We built the commercial internet by mastering techniques of persuasion and surveillance that we’ve extended to billions of people, including essentially the entire population of the Western democracies. But admitting that this tool of social control might be conducive to authoritarianism is not something we’re ready to face. After all, we’re good people. We like freedom. How could we have built tools that subvert it?
The learning algorithms have no ethics or boundaries. There’s no slot in the algorithm that says “insert moral compass here”, or any way to tell them that certain inferences are forbidden because they would be wrong. In applying them to human beings, we leave ourselves open to unpleasant surprises.
The issue is not just intentional abuse (by trainers feeding skewed data into algorithms to affect the outcome), or unexamined bias that creeps in with in our training data, but the fundamental non-humanity of these algorithms.
So what happens when these tools for maximizing clicks and engagement creep into the political sphere?
This is a delicate question!
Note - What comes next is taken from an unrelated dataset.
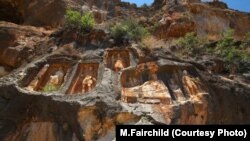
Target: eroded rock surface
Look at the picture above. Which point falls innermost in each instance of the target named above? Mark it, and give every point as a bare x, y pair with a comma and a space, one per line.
67, 87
If you concede that they work just as well for politics as for commerce, you’re inviting government oversight. If you claim they don’t work well at all, you’re telling advertisers they’re wasting their money.
Facebook and Google have tied themselves into pretzels over this. The idea that these mechanisms of persuasion could be politically useful, and especially that they might be more useful to one side than the other, violates cherished beliefs about the “apolitical” tech industry.
One problem is that any system trying to maximize engagement will try to push users towards the fringes. You can prove this to yourself by opening YouTube in an incognito browser (so that you start with a blank slate), and clicking recommended links on any video with political content. When I tried this experiment last night, within five clicks I went from a news item about demonstrators clashing in Berkeley to a conspiracy site claiming Trump was planning WWIII with North Korea, and another exposing FEMA’s plans for genocide.
This pull to the fringes doesn’t happen if you click on a cute animal story. In that case, you just get more cute animals (an experiment I also recommend trying). But the algorithms have learned that users interested in politics respond more if they’re provoked more, so they provoke. Nobody programmed the behavior into the algorithm; it made a correct observation about human nature and acted on it.
But even though we’re likely to fail, all we can do is try. Good intentions are not going to make these structural problems go away. Talking about them is not going to fix them.
We have to do something.
Every decision we make influences how information is presented in the world. Every presentation adds to the pattern. No matter how innocuous our organization, how lowly our title, how small our user base—every single one of us contributes, a little bit, to the way information is perceived.
Are we changing it for the better?
While it’s always been crucial to act ethically in the building of the web, our cultural climate now requires dedicated, individual conscientiousness. It’s not enough to think ourselves neutral, to dismiss our work as meaningless or apolitical. Everything is political. Every action, and every inaction, has an impact.